Time, "which had always been a buffer to dull the sharp impact of change, became a casualty of the electronic network," Wheeler writes.
Everything that followed in the telegraph's wake -- the telephone, the radio, TV, the Internet -- could be considered, as Rabbi Hillel might say, mere commentary.
What separates the modern network revolution -- the Internet -- from its precursors is money. Movable type, the railroad and the telegraph were spurs to economic activity and enabled the growth of prosperity. In contrast, Wheeler asserts, the new networks are the economy.
And that, he writes, "places even greater importance" on the federal role.
Certainly, the federal government was heavily involved in developing railroad networks with subsidies and land grants. The birth of the modern regulatory state can be traced to the creation of the Interstate Commerce Commission in 1887. Morse was given tens of thousands of dollars by Congress to develop the telegraph, and he hoped that Washington would take ownership of the system (and hire him to run it).
Wheeler extolls the virtues of modern networks, citing in detail how they can be used in education and health care to make life better for all. He pays scant attention to phenomena such as Face-book and cat photos, however, and only gingerly approaches proposals for federal oversight of the Web without crossing any dark lines into "regulation of the Internet."
Wheeler is at his most expansive, though, when pondering the future.
Railroads and earlier networks helped define how we lived, where we lived and what kind of society we became. The same will be true of modern and future networks.
Old networks, while conquering space, centralized us. We gathered in one place to watch television or catch the train. Modern networks, Wheeler writes, "have turned the tyranny of place inside-out." Information now comes to us anywhere rather than us being tied to wired devices plugged into a wall.
The maps of modern cities, Wheeler writes, are "a network effect." Those maps are going to change over time because of the decentralizing nature of modern networks.
He also notes that networks change the political as well as the physical landscape.
Networks, while providing economic opportunity, also cause "economic dislocation." That provides another avenue for government to intervene.
It also annoys the masses, or at least some of them.
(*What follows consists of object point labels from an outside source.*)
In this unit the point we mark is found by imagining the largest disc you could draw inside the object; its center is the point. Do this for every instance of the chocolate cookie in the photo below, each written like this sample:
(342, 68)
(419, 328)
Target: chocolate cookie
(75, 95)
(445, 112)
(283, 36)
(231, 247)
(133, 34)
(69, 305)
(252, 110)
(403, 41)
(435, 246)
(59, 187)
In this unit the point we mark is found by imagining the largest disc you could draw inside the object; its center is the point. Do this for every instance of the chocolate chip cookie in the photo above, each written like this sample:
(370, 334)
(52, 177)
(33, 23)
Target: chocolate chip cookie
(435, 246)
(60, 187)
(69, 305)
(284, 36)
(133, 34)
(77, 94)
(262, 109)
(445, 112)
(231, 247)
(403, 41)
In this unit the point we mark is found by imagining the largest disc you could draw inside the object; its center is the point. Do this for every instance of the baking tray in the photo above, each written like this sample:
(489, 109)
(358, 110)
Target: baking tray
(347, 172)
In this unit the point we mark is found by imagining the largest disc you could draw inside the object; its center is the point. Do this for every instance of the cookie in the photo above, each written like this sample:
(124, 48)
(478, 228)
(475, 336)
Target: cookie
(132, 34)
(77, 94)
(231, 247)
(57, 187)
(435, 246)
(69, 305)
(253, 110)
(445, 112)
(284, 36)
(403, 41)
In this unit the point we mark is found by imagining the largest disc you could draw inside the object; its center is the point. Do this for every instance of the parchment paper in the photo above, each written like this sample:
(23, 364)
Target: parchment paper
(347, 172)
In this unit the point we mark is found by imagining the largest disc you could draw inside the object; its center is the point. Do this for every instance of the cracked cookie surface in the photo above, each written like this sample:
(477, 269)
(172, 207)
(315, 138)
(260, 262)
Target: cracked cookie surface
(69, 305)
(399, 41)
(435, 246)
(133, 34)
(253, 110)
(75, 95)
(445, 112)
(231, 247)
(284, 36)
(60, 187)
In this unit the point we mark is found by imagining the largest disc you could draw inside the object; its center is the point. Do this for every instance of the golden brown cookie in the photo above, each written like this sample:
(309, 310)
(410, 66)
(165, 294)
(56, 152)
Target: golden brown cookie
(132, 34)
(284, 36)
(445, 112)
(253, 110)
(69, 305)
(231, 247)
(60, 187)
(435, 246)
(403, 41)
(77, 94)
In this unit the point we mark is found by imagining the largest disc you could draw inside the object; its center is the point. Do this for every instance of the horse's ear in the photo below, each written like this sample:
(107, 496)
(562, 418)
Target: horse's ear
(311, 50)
The old order always fights the new, even as it embraces the new technology to spread its message about how the new technology is evil. The year the telegraph was invented, an apocalyptic sect known as the Millerites predicted the world was going to end -- and used every modern technology available to get their message out.
That's how markets work.
And when markets fail? "The FCC has the responsibility to provide redress," Wheeler concludes.
Just keep your mitts off the cat photos. Otherwise, we might get mad as hell and not take it anymore.